Shades of Grey: What Data Should be Shared, How and When?
[This post is a reboot of a post originally published on my personal blog on 22nd July 2015]
I recently excitedly watched DataSift’s webinar on their new product: Facebook Topic Data. In short, this is a new data stream that DataSift will offer that for the first time allows access to the activity, conversations and narratives of 1.39 billion monthly Facebook users. In the past, Facebook data has only been directly available to privileged researchers within the company or via the public API. The former requires strict controls as well as individual Non-Disclosure Agreements while the latter only allows access to the subset of content posted on public pages and even then only with access systematically throttled.
- Penetration. No single platform has the global reach of Facebook
- Standardisation. Now all researchers have a standard data product
- Demographic information. Facebook users generally reveal a lot about themselves, whether consciously or indirectly.
What makes Facebook Topic Data unique is the way that the data is filtered and accessed. Generally speaking, data scientists make a query to an API to retrieve some raw data matching some criteria (like keywords, location and/or time period) transferring the results to their local machine from a remote server. Now, if we are so inclined, we could go through and read every single word that was written. But because this is 2015 and there is a lot of social media content about, we almost certainly going to have to extract some summary statistics. That’s not to say that there is never any need to ‘drill down’ and examine individual pieces of content. Any researcher worth their salt should get their hands dirty and sanity check what they are pulling out, there are a myriad of reasons why your prized data is actually garbage: spam, noisy keywords (did you mean ‘chase’ as in ‘the thrill of the chase’? Or as in the bank?) or a good old fashioned bug in your query or pipeline.
Yet under this new model we jump straight to aggregated data with no means to ‘look under the hood’. Undertaking natural language processing teaches us very quickly and firmly that language is complex and is, frustratingly, closer to an art than a science. There exist many parameters and hyperparameters to topic models, many stemming schemes exist that are language and context specific and so on. All these choices will be made for us by the Facebook and DataSift teams.
More vs Less
Fundamentally this is a struggle between two very noble prerogatives: data minimisation and exploratory data analysis. The first is a legal principle that states that the only data that should be shared is that which is explicitly required for a specified purpose. This hinders potential adversaries who might attempt to collect some sensitive data for some purpose under the guise of getting other data for another more virtuous purpose. At this point any right-thinking data scientist defers to John Tukey. Tukey understood data science long before it began to be visualised as a hose/waterfall/ocean of blue 0’s and 1's. He coined the phrase ‘Exploratory Data Analysis’ which might be described more prosaically as ‘not knowing what you are looking for’.
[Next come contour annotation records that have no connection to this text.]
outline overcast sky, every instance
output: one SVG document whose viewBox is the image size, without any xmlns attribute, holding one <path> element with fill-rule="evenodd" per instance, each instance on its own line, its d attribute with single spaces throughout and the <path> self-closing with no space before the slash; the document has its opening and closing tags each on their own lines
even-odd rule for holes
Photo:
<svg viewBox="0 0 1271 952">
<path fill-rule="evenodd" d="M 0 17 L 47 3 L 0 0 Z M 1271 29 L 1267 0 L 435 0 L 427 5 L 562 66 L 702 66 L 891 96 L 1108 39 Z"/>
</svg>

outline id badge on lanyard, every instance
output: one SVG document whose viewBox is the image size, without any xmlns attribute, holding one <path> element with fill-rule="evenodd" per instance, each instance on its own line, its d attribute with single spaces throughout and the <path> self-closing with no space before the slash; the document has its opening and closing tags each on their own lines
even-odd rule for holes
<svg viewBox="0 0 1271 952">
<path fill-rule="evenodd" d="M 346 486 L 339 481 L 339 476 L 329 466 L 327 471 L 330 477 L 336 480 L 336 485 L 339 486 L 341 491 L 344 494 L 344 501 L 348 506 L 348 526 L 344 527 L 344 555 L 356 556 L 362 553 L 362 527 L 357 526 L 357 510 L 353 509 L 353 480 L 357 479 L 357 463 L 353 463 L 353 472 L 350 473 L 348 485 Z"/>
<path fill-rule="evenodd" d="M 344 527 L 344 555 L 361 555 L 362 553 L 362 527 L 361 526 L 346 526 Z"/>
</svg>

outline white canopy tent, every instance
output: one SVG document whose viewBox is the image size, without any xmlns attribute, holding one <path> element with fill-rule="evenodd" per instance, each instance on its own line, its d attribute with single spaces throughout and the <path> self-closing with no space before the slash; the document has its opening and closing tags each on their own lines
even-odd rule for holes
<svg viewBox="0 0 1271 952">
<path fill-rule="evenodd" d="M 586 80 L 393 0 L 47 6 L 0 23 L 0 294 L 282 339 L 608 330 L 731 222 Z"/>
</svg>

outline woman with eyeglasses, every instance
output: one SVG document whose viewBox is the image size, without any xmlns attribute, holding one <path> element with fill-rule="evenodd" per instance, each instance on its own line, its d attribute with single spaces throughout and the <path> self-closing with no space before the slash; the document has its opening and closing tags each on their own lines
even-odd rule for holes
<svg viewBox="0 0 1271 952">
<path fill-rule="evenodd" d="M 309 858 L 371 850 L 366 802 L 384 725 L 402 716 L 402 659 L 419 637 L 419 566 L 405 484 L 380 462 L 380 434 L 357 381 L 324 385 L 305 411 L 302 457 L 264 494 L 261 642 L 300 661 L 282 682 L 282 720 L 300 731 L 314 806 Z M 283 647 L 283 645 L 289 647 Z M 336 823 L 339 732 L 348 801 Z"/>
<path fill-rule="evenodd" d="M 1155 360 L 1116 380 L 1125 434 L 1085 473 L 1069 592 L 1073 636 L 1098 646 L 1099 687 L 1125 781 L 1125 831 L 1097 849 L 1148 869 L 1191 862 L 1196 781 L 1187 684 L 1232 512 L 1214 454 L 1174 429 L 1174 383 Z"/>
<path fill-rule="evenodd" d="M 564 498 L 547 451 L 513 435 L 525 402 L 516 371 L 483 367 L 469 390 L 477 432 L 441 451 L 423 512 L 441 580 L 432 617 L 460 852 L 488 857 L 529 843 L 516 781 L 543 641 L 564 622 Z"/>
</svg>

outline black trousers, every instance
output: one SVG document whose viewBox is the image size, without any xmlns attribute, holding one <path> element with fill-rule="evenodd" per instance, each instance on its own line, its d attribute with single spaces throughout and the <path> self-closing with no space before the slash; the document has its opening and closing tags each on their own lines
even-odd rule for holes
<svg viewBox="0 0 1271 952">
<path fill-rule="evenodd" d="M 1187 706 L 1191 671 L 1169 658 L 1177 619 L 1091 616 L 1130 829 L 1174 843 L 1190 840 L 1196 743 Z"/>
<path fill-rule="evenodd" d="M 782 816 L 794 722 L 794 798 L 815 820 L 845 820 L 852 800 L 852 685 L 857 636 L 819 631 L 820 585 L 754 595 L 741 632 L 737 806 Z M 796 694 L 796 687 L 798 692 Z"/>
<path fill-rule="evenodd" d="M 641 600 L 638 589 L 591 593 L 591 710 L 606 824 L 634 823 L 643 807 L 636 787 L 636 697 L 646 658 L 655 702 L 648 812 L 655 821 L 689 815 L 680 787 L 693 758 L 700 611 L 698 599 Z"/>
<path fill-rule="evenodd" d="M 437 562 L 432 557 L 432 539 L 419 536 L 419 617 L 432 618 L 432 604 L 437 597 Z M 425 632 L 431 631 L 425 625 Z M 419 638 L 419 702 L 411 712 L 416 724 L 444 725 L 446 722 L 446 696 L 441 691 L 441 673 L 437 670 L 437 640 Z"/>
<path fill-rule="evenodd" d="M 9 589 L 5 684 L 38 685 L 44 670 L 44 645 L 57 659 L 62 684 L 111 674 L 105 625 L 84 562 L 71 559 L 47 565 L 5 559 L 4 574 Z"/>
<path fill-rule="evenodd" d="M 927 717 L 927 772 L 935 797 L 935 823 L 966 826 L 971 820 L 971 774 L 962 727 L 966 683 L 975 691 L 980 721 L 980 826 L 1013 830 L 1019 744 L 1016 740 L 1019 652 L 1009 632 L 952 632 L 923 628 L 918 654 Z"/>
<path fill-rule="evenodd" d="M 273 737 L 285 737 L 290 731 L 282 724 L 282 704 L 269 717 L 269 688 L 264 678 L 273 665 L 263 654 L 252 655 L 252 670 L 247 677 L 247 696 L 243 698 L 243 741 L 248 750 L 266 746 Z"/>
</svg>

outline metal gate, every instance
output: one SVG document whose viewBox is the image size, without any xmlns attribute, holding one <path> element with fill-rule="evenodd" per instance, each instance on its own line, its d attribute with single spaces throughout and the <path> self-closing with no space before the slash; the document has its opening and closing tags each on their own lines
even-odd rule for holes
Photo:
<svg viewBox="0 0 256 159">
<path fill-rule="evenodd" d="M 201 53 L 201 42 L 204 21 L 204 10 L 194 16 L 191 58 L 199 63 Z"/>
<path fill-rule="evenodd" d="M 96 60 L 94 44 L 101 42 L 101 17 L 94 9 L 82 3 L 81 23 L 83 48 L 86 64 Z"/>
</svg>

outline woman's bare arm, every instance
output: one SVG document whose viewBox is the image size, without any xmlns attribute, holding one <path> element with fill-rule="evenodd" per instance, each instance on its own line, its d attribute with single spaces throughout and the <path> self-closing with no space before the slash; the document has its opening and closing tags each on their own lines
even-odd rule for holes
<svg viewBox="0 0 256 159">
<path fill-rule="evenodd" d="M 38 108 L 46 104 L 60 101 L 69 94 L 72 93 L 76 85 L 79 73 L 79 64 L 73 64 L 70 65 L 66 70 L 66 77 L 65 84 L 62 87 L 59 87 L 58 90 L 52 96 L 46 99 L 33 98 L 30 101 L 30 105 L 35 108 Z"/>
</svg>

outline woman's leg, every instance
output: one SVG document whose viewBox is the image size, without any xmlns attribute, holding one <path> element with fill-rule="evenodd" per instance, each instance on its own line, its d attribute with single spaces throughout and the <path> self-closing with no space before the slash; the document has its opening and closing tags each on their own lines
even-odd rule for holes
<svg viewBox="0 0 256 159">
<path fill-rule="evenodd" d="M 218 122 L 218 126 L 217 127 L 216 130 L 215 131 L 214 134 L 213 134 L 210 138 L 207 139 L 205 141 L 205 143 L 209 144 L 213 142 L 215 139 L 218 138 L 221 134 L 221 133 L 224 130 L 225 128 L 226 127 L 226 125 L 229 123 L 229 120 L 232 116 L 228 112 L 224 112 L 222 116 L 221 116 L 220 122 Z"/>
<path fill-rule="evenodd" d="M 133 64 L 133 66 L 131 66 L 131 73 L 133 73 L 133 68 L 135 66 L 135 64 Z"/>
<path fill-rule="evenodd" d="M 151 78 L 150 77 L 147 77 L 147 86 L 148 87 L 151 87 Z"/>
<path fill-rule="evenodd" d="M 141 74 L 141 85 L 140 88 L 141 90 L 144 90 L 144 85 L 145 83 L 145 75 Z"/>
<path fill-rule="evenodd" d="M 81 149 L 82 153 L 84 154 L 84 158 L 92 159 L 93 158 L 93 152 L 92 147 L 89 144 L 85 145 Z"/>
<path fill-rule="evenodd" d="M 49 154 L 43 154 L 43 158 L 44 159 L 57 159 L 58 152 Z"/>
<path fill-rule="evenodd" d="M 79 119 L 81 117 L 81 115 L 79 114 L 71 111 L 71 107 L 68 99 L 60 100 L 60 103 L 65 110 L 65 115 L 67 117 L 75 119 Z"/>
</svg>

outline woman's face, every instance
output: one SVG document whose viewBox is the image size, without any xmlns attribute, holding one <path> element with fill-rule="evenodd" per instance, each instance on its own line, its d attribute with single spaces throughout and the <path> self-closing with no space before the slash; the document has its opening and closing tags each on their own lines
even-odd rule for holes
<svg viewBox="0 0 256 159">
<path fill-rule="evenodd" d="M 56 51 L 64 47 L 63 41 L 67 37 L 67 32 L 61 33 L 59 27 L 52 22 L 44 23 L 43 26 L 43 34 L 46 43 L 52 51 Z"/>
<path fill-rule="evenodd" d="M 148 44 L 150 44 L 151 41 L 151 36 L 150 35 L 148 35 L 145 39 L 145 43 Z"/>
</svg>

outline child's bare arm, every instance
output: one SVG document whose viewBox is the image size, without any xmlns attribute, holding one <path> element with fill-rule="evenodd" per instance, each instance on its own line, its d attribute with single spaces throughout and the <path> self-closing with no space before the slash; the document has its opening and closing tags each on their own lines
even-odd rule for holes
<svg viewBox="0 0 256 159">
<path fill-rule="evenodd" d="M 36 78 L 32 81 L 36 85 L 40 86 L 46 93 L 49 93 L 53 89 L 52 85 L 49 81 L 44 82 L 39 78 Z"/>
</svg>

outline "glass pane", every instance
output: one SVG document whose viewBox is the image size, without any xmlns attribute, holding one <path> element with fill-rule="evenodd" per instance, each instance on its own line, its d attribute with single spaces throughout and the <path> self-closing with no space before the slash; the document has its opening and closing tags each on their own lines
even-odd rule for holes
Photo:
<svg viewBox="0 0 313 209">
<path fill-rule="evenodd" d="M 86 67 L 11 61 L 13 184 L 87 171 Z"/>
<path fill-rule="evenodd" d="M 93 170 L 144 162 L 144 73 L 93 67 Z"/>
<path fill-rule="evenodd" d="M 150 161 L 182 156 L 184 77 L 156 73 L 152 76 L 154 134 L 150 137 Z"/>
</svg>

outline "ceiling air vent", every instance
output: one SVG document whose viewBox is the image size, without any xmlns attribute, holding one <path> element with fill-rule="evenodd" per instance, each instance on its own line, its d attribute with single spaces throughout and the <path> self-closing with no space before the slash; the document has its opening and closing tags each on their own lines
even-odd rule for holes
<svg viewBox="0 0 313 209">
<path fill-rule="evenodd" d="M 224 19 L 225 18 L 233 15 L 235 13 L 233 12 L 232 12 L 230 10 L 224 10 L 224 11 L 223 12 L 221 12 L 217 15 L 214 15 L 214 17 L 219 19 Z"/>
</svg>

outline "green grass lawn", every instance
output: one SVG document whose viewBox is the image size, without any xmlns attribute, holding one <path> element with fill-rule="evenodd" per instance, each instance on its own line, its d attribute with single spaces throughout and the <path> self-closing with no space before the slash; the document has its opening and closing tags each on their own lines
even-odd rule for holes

Many defining attributes are put forward for Big Data, but surely it can be agreed that the presence of many variables is one. Data science is fundamentally different from traditional scientific approaches whereby hypotheses are arrived at and tested in turn. Rather each variable is examined, explored, characterised and it’s value in some model is quantified. This approach is not without its shortcomings, such as p-hacking which has received much high profile coverage recently. Yet, exploratory data analysis is likely to remain an important methodological approach going forward.
For this reason, the new product sets a precedent that unnerves me somewhat. We now have an opaque pipeline designed and maintained by Facebook itself. Some argue that this standardisation will provide parity between different studies, yet what guarantee do we have that this pipeline will remain static? Indeed one lesson of Google Flu trends was that models based on aggregated data only work while the underlying process remains unchanged (I waxed lyrical on this point on the Global Pulse blog).
At this stage I must state clearly that I admire Facebook for making this data available to researchers and developers in any form at all as they are not compelled to. Secondly they should be lauded for ‘baking in’ privacy protecting controls, e.g. redacting results if content from less than 100 unique users appears. That said, Facebook is incredibly powerful and it is incumbent upon us to question and critique the practices of powerful parties.
At this point I should make a disclaimer that all the views expressed above are my own personal views and do not reflect the views of any organisations I work for or with.